Competence & Actors
 
Competence & Actors

Jena and Environs: a Fertile Climate for Science and Technology

For several centuries, Jena has provided a fertile climate for science and technology ,research and development. The famous German poet Schiller taught at the University of Jena, which was founded in 1558 and has a sold tradition in both the sciences and humanities. Goethe carried out his scientific experiments in the city. It was Carl Zeiss who made a major technological breakthrough leading to the economic exploitation of scientific results by setting up his first workshop in the city in 1846. With the help of Otto Schott and Ernst Abbe, he laid the cornerstone for the success of the optical and precision mechanics industries and the construction of scientific instruments for which Jena would become world famous.

Expertise in Industrial Production

Optics, precision mechanics and medical instruments have traditionally been the main industries in Jena. The city now has a population of almost 100,000; some 53 percent of the labor force in Jena produces 64 percent of the turnover of the firms in the city. Glass manufacture and pharmaceuticals are two other important industries.

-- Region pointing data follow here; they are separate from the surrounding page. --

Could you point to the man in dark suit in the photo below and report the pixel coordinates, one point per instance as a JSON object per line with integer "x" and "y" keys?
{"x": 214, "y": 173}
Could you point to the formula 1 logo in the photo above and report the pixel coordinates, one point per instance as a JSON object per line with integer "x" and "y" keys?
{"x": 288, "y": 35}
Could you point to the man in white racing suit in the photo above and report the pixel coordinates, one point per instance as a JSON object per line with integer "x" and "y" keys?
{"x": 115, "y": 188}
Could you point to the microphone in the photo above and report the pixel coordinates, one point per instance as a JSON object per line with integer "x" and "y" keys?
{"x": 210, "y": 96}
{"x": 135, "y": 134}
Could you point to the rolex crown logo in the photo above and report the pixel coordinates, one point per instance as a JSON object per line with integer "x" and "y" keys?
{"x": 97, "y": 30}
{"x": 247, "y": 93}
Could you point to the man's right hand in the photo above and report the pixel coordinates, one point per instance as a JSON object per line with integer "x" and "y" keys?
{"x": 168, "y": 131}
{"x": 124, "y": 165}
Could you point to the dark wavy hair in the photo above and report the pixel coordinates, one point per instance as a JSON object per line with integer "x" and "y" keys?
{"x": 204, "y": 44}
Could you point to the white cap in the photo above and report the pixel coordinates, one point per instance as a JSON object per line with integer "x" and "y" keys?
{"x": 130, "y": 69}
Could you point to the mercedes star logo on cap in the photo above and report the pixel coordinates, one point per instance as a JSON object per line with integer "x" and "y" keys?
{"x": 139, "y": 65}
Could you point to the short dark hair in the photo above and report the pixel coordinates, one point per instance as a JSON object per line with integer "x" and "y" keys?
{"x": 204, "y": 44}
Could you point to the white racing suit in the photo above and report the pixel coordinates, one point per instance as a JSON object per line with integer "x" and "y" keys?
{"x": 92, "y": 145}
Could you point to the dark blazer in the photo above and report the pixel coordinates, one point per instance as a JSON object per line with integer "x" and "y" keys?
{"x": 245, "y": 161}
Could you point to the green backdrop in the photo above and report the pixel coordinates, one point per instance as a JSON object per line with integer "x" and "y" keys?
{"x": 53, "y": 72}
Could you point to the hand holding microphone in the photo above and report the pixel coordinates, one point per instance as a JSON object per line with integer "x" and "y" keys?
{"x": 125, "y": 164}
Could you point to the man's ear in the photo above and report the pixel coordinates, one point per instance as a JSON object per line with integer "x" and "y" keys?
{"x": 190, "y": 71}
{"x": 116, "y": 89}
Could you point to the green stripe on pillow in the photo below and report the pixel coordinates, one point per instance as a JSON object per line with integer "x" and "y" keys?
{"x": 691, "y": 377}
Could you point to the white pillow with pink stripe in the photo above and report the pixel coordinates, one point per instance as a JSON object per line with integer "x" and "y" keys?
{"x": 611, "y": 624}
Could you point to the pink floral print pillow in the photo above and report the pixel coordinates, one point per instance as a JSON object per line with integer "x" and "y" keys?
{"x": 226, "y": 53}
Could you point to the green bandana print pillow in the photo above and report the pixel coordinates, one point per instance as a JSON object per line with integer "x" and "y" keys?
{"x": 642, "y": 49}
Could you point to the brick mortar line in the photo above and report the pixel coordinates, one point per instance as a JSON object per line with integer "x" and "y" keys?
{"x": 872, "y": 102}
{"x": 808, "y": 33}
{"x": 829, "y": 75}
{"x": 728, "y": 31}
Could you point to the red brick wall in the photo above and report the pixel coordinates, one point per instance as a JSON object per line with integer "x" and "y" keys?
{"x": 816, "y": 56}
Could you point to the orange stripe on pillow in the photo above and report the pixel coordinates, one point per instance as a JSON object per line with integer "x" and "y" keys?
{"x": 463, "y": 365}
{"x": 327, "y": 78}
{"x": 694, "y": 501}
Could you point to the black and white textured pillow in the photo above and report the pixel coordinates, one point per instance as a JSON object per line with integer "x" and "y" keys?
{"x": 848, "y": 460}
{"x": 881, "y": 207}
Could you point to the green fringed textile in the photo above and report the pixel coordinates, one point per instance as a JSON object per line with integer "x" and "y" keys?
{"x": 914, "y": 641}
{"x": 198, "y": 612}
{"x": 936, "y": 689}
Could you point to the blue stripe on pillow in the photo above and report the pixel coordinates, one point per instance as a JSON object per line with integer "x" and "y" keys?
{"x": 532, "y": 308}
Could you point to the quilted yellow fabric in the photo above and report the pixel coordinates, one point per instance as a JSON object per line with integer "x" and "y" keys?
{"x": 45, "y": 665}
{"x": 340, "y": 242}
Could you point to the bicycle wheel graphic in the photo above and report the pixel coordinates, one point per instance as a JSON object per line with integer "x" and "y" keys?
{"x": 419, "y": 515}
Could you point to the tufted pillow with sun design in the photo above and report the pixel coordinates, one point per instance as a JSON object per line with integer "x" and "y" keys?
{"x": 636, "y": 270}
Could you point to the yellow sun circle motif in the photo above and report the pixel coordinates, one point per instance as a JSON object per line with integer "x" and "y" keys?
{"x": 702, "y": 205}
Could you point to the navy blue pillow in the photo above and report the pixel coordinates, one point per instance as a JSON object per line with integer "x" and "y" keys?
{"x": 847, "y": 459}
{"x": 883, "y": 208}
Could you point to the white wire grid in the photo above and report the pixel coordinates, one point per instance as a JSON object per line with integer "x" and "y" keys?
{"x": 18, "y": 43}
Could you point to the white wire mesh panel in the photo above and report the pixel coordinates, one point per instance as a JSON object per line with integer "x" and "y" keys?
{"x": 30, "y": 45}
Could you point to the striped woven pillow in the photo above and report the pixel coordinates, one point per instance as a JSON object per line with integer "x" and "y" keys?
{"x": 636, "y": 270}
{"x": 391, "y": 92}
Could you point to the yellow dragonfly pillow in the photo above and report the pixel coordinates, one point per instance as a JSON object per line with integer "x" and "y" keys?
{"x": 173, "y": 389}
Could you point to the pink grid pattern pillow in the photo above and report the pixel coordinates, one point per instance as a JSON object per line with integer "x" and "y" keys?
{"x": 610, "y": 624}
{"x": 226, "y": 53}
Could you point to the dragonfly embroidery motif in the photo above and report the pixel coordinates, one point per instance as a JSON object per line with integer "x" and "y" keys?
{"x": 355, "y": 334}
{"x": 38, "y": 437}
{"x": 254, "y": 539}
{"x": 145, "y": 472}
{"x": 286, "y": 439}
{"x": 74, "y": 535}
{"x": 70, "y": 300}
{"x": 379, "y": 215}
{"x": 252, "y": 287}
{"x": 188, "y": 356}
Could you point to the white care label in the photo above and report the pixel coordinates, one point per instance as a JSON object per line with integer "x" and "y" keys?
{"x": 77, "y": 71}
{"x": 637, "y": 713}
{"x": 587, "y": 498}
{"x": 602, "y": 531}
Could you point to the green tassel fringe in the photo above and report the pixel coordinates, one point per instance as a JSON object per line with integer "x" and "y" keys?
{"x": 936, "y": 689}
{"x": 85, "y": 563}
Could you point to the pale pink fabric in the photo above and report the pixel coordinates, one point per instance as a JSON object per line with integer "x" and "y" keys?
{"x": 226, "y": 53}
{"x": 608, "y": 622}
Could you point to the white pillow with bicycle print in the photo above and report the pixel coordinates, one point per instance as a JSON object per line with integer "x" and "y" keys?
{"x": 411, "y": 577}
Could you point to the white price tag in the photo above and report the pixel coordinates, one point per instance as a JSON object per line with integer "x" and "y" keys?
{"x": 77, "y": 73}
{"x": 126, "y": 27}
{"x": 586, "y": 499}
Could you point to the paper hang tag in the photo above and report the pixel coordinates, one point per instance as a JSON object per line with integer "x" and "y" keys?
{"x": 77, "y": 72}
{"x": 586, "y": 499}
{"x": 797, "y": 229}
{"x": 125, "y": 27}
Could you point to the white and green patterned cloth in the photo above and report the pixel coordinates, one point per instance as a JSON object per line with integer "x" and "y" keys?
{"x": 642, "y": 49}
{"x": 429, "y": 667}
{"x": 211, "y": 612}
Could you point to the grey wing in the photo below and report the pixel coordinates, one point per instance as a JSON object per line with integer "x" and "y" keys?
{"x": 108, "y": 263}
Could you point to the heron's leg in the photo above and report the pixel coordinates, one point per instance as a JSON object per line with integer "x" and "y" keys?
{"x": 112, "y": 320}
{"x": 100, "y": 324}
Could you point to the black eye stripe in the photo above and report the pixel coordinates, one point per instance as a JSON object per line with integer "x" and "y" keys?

The majority of the newly founded biotechnology companies in Jena have fewer than 50 employees; these new companies are engaged primarily in research and development. The registration of local companies in the stock market during the past three years have been of decisive importance for the economic growth of the Jena region. The capital flows entering Jena have been a shot in the arm for the entrepreneurial spirit in the city. Increasingly, the pace at which entrepreneurial ideas are translated into new companies is based on successful models such as Intershop AG, JENOPTIK AG, CyBio AG, Analytik Jena AG and Asclepion-Meditec AG. The region has gained new economic turbo-engines driving economic progress.

Expertise in Research and Development

Research and development in biotechnology has continued to sharpen its profile in the Jena region. In its role as a "melting pot", the Beutenberg Campus has made a major contribution to the collaboration between research teams working in biology, physics and medicine. With the location of the Max Planck Institutes for Chemical Ecology and for Bio- and Geochemistry on the campus, as well as the relocation of the Institute for Applied Optics and Precision Mechanics run by the Fraunhofer Gesellschaft to the Beutenberg Campus, this site has taken on an importance extending far beyond the city of Jena and the German state of Thuringia.

We estimate that expenditures for research and development - with a focus on bioinstrumentation - made at and around the university (including the University of Applied Sciences) are around DM 200 million annually. Adding the growing volume of R&D carried out by industry in the region, we arrive at the impressive sum of about DM 250 million.